Entre quatro paredes e um chão que balança

Vídeo | RPC TV
Vídeo (Foto: RPC TV)

O carpinteiro Soalcir Lodi, 55 anos, e o carrinheiro Djalma Rodrigues, 47, moram na mesma vila – a Pantanal, no Alto Boqueirão. Entre a casa de um e outro – na última rua da ocupação – anda-se três quilômetros e uma eternidade. Soalcir está a mais de 15 metros de um afluente do Iguaçu, sã e salvo das águas que costumam invadir a ocupação em dias de chuvarada. Não é o único conforto. Sua casa é modesta, mas tem banheiro e uma pequena área onde recebe os amigos para a roda de chimarrão.

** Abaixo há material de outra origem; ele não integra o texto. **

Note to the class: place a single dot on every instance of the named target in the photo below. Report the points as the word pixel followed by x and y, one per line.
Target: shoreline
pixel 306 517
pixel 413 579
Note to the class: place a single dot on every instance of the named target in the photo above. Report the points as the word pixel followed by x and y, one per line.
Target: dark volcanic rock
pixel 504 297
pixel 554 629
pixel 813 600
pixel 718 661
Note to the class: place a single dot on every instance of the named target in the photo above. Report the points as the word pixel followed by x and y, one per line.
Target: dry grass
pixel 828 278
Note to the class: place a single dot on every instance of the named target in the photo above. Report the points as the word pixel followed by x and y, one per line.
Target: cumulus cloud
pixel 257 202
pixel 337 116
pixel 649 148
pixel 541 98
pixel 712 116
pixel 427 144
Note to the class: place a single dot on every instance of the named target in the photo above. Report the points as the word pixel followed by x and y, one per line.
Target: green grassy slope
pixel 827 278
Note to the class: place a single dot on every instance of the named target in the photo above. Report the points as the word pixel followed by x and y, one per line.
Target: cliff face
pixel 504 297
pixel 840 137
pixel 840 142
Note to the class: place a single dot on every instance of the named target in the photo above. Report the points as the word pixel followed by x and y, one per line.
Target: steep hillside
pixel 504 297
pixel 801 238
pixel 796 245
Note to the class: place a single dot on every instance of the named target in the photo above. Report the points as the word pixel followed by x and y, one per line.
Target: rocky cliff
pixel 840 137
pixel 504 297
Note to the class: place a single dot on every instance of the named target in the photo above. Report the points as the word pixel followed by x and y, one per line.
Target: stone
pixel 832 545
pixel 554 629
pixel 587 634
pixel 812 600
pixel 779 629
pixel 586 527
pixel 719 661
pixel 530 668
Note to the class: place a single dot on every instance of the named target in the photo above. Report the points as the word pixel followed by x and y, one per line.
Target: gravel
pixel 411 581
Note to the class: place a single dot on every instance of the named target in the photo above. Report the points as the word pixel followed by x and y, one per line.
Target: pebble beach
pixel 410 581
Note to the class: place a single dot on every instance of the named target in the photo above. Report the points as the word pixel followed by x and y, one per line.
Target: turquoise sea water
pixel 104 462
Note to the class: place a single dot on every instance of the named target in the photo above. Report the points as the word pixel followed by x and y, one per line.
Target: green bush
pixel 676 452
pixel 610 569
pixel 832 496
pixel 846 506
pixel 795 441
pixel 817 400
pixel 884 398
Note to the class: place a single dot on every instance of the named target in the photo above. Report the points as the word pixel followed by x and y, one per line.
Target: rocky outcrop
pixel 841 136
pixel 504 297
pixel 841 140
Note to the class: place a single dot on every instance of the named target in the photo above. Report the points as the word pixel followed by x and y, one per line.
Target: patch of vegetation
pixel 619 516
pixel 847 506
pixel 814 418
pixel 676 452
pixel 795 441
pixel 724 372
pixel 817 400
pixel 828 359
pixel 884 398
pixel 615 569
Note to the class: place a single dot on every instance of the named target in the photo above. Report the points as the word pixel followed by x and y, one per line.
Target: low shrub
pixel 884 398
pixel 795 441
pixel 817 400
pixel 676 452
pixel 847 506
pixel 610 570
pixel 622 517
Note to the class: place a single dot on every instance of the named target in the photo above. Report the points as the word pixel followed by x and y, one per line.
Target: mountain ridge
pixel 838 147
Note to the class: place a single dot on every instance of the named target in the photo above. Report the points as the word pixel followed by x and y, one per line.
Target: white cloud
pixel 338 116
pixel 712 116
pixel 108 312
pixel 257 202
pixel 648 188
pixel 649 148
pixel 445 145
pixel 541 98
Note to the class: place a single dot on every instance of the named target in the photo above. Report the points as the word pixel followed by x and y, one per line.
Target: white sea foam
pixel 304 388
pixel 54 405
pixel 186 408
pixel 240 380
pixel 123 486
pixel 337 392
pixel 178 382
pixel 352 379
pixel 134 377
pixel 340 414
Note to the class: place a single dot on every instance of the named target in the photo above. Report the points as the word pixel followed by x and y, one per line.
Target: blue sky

Na casa de Djalma, o lazer vai ter de esperar. A vistosa mesa de sinuca ocupa o puxadinho de ponta a ponta, à espera de melhores dias. Enquanto persistirem os alagamentos, ele não vai poder abrir o boteco com que tanto sonha. Ao que diz, em coro com a nação brasileira, "tudo bem." Dos males o menor. A moradia dos Rodrigues até que é grande. São dois quartos, uma sala e a cozinha fora, com piso de terra. Tudo indica que é um lar – tem fogão, sofá e três televisores. Seria quase perfeito não fossem as fossas que transbordaram. Djalma, a mulher Maria Aparecida, 45, mais quatro filhos e um neto estão sem banheiro. "Preciso passar uns canos", avisa o proprietário. "Aqui é tudo na base da canequinha", explica Maria.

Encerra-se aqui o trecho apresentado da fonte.